The vector \( \boldsymbol{p}_{i, \text{hidden}}^T \) constitutes each row in \( P_{\text{hidden} } \), which contains the weights for the neural network to minimize according to (9).

After having found \( \boldsymbol{z}_{i}^{\text{hidden}} \) for every \( i \)-th neuron within the hidden layer, the vector will be sent to an activation function \( a_i(\boldsymbol{z}) \).

In this example, the sigmoid function has been chosen to be the activation function for each hidden neuron:

$$ f(z) = \frac{1}{1 + \exp{(-z)}} $$

It is possible to use other activations functions for the hidden layer also.

The output \( \boldsymbol{x}_i^{\text{hidden}} \) from each \( i \)-th hidden neuron is:

$$ \boldsymbol{x}_i^{\text{hidden} } = f\big( \boldsymbol{z}_{i}^{\text{hidden}} \big) $$

The outputs \( \boldsymbol{x}_i^{\text{hidden} } \) are then sent to the output layer.
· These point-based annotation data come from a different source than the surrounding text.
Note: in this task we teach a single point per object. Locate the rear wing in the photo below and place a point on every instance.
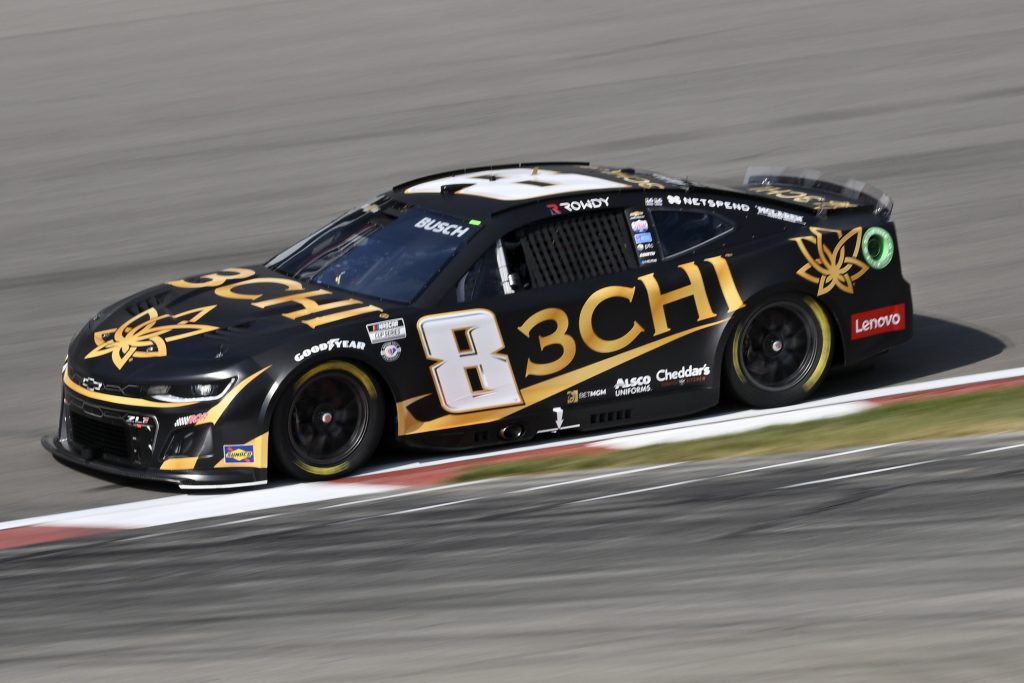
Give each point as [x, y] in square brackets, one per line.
[810, 188]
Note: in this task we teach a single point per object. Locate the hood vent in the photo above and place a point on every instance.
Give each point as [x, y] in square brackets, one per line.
[152, 301]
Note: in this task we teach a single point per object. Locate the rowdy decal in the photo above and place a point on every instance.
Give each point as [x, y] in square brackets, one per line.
[832, 267]
[579, 205]
[240, 454]
[147, 334]
[240, 284]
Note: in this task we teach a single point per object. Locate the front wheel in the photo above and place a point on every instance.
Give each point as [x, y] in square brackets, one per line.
[328, 422]
[779, 351]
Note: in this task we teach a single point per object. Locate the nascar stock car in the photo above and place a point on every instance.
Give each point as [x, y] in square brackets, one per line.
[486, 306]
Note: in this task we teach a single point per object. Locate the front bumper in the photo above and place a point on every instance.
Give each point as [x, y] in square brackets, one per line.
[133, 437]
[64, 451]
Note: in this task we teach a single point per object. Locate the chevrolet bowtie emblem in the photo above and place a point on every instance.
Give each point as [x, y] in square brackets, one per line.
[92, 384]
[147, 334]
[832, 267]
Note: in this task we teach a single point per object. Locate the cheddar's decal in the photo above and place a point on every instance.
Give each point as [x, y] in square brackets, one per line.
[832, 267]
[147, 334]
[296, 302]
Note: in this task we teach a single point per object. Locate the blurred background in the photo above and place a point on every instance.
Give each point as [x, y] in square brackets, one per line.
[143, 139]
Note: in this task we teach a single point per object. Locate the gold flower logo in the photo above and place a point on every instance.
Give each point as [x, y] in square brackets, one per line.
[832, 267]
[146, 335]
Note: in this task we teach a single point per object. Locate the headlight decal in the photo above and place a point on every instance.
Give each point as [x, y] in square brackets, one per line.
[214, 415]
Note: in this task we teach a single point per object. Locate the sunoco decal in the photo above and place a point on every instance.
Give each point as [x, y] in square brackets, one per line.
[240, 454]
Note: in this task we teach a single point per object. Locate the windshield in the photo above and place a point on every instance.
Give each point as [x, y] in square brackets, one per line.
[388, 252]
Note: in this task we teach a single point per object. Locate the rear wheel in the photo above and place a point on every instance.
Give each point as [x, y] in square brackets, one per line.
[779, 351]
[328, 422]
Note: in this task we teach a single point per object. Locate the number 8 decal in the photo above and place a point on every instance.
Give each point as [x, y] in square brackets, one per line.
[469, 369]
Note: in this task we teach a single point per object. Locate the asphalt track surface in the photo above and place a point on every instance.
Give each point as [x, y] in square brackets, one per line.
[900, 563]
[143, 140]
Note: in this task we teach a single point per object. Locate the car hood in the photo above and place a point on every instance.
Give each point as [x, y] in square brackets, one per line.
[197, 327]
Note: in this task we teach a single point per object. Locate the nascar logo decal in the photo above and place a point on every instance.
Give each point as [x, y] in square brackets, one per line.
[240, 454]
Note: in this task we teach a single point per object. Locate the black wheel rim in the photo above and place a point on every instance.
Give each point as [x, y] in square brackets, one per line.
[778, 347]
[328, 419]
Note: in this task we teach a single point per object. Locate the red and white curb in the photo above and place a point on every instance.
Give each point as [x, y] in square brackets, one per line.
[429, 472]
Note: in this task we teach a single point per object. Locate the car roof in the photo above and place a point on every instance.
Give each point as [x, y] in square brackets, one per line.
[486, 190]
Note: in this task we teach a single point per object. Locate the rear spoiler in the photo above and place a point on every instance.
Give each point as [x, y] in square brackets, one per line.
[810, 188]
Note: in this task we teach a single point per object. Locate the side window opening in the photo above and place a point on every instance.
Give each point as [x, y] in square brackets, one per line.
[681, 231]
[556, 251]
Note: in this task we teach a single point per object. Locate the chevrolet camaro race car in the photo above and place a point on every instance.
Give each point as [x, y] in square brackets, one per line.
[485, 306]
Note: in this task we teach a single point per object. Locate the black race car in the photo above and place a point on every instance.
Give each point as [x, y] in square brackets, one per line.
[485, 306]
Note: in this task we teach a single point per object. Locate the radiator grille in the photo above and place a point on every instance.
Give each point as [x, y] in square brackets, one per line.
[103, 437]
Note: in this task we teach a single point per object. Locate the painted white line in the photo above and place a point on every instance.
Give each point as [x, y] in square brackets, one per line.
[827, 456]
[728, 423]
[595, 477]
[788, 463]
[175, 509]
[1003, 447]
[860, 474]
[414, 492]
[432, 507]
[245, 520]
[735, 426]
[641, 491]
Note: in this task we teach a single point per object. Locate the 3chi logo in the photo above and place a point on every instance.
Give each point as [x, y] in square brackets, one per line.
[147, 334]
[832, 267]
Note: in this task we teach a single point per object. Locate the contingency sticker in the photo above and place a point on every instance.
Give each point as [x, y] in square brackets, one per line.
[386, 331]
[240, 454]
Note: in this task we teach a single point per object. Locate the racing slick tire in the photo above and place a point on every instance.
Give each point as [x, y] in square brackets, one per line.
[328, 422]
[779, 351]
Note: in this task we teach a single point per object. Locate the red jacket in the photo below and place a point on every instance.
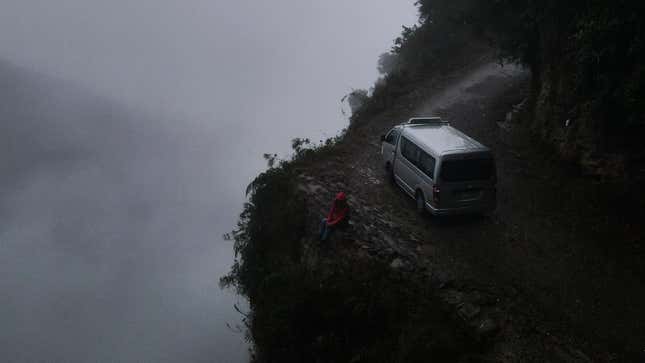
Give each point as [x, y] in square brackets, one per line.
[337, 214]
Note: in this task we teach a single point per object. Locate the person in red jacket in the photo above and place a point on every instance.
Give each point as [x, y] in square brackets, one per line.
[338, 217]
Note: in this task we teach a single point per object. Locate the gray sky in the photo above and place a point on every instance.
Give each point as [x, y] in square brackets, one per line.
[113, 205]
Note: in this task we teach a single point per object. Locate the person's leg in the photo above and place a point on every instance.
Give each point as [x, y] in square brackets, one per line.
[323, 229]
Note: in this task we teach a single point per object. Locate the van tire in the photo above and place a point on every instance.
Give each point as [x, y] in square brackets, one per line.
[420, 201]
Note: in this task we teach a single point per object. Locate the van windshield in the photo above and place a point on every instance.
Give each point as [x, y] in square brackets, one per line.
[467, 170]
The output layer consists of one neuron in this case, and combines the output from each of the neurons in the hidden layers. The output layer combines the results from the hidden layer using some weights \( w_i^{\text{output}} \) and biases \( b_i^{\text{output}} \). In this case, it is assumes that the number of neurons in the output layer is one.